It is not out of the question that Democrats could hold the House (or add a few seats), win the White House and win the Senate majority in 2020. It does not mean it’s very likely, but chances of a clean sweep improve every day, so long as Democrats do not pick a weak presidential nominee.

The Senate certainly is in play. Charlie Cook explains that this year “23 GOP seats up to only 12 for Democrats . . . [which] is the opposite of 2018, when Democrats had 26 seats up to just nine for Republicans.” It is true that while Democrats in 2018 had a lot of red-state seats to defend, Republicans this time, theoretically, do not have vulnerable senators in deep-blue states. However, they’ve got plenty to worry about.

Republican Sens. Susan Collins of Maine and Cory Gardner of Colorado run in states Trump lost in 2016. Both are vulnerable as their party moves far to the right and they choose to march in lockstep.

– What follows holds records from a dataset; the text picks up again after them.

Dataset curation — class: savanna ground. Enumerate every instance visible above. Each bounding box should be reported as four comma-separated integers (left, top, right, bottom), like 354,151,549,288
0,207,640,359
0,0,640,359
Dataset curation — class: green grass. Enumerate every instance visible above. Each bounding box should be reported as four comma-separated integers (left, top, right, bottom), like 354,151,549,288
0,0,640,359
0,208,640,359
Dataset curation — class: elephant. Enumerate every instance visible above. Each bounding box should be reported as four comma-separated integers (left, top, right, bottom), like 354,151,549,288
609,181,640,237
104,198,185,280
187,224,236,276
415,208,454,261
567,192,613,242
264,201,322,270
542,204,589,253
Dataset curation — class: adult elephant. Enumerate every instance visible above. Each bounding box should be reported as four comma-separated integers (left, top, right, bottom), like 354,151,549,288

Both face strong challengers, Maine’s Democratic state House Speaker Sara Gideon and former Democratic governor John Hickenlooper, respectively.

A batch of other states the Democrats have a shot to flip at the presidential level also offer Democratic pickup chances. Republicans in Georgia will have to defend one vacant seat, and the other just recently filled with a rich businesswoman, Kelly Loeffler, who President Trump did not favor. North Carolina’s incumbent Sen. Thom Tillis likely will face a strong challenger in Cal Cunningham, who led Tillis by 2 points in a Public Policy Polling poll last fall. Sen. Martha McSally (R-Ariz.), who lost her race in 2018 but was appointed to the seat once held by the late Sen. John McCain, is trailing a strong opponent in polling (former Rep. Gabrielle Giffords’s husband and astronaut Mark Kelly) in an increasingly purple state.

If things really go Democrats’ way, Sen. Joni Ernst (R-Iowa), who has been running from impeachment questions, could be vulnerable. As could Sen. John Cornyn in Texas (where a slew of Republican House members are retiring thanks to the state’s increasing Democratic tilt), where Cornyn’s approval was well below 50 percent. Indeed, not a single incumbent in these states had an approval rating in last year’s Morning Consult poll over 44 percent.

But don’t forget about Kansas. Yes, Kansas. Democrat Laura Kelly won the governor’s race in 2018 against a Stephen Miller-type anti-immigration firebrand, Kris Kobach. Kobach will be running for the open Senate seat, and Mike Pompeo will not be (for now).

“National Republicans have outright said that the controversial Kobach can’t win a general election after losing the 2018 governor’s race by 5 points to Democrat Laura Kelly,” writes the Cook Report’s Jessica Taylor. “In private polling, Republicans have Kobach losing to likely Democratic nominee Barbara Bollier, and Kobach leading every other Republican in a head-to-head except Pompeo. Add in the fact that Democrats have a strong recruit in Bollier ⁠— a former Republican state senator who cited Trump as one of the reasons she switched parties in Dec. 2018.”

Taylor, therefore, considers this only a “Lean Republican race.”

Democrats certainly cannot bet on winning all of these, but if they win the White House, they only need a net pickup of three in the Senate (with the vice president breaking 50-50 tie votes). They have really only one vulnerable incumbent, Sen. Doug Jones (D-Ala.). They have an expanding playing field (with real shots in Lean Republican or toss-up seats at risk for Republicans in Maine, Colorado, Arizona, Kansas and North Carolina) that will force Republicans to defend lots of seats — cutting off the ones who are in the worst shape when money gets tough.

One cannot stress enough that Democrats will need a candidate who runs strongly in places like Colorado, Arizona, North Carolina, Texas and Georgia — not just those overwhelmingly white upper Midwest states — if they want to have a real chance at get to 50 seats or more.